New Golf Magazine book pounds on putting
From what I saw during this year’s U.S. Open, it doesn’t look like Rory McIlroy needs any new putting lessons.
Then again, with so many of his approach shots landing close to the holes at Congressional Country Club, maybe we just haven’t seen enough of what he can do with the occasional challenge from 50 feet.
For the rest of us, however, there’s still some hope to be found from the teachings of others. Recently the folks at Golf Magazine came out with a new manual, which they modestly titled “The Best Putting Instruction Book Ever!” (Time Home Entertainment; $32 SRP).
Complete with a bonus DVD, the book gathers some of the most well-known putting gurus in the country for a remarkably in-depth treatment of the one aspect of the game that might be considered the easiest to learn.
According to what’s mentioned in this book, that’s not necessarily the case for all golfers. I suggest that putting should be easy for most, because it does not involve a full swing with a long club.
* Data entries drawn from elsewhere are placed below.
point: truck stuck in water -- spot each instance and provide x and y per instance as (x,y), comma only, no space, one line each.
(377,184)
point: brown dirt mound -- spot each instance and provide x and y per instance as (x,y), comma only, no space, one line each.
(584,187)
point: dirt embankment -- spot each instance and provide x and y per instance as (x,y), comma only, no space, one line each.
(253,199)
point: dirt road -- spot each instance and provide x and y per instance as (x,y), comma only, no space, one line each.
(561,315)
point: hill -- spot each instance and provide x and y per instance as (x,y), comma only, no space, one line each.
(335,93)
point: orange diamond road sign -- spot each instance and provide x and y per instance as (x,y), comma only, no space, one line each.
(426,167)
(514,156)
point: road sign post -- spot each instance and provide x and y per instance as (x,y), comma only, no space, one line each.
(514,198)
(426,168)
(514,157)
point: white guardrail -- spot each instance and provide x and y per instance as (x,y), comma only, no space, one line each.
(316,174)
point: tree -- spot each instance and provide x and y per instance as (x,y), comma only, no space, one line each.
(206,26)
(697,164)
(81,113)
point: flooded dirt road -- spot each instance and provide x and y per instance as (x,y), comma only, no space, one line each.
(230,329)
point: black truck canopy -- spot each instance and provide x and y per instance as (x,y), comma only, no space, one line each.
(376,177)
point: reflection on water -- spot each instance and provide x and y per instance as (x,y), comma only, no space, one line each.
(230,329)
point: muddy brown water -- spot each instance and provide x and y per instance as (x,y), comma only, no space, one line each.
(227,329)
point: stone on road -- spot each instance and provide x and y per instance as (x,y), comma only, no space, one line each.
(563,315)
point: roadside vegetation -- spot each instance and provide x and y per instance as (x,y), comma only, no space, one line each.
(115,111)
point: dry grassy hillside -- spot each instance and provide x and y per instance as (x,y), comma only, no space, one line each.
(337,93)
Anyone who’s spent any time hanging around a billiard table will also have some appreciation for how a ball will roll on a smooth surface, depending on where it is hit with a cue ball. The face of a putter is really not that different.
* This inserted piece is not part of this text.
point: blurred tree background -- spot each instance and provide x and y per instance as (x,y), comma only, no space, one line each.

No matter how simple I may consider putting to be, it’s also obvious that these instructors make a very nice living by teaching those who just can’t find the hole.
There are 10 different teachers, in 10 different chapters, and several of them obviously have very different ideas about how best to roll a small ball into a round hole. Nonetheless, reading the various competing concepts may help readers understand where their own preferences and abilities should best be directed.
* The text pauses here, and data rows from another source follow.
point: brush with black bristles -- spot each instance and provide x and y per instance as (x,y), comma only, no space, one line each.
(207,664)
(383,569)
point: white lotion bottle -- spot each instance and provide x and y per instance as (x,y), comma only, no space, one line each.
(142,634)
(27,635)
For example, compared to the straight-back, straight-through method espoused by former LPGA Tour winner Maggie Will, I am very much a putter who uses the arc-style putting stroke taught by former PGA Tour player Stan Utley.
Based on the differences between linear and non-linear putting styles discussed by Mike Shannon, I am definitely a non-linear, feel-based putting fool. Among other differences, that means that on the green, I am far better off figuring out where I want the ball to enter the hole, and then letting my unconscious brain take over the final aiming before the putt, instead of picking a point along the path for a straight putt to go.
I also thought the segments on putter designs and the differing effects of those designs on putting styles would be potentially useful for many golfers. David Edel’s chapter on club fitting outlined the many different options available, and was nicely complemented by Mike Adams’ segment on calibrating the putting stroke.
For new golfers, learning to putt better is a far faster approach to improving one’s game than spending an equivalent amount of time on the driving range.
Experienced golfers would also relax a bit more on the greens if they reminded themselves that the hole is a lot larger than the ball, and therefore there really is a margin for error on which they can rely.
This book could help golfers of both types.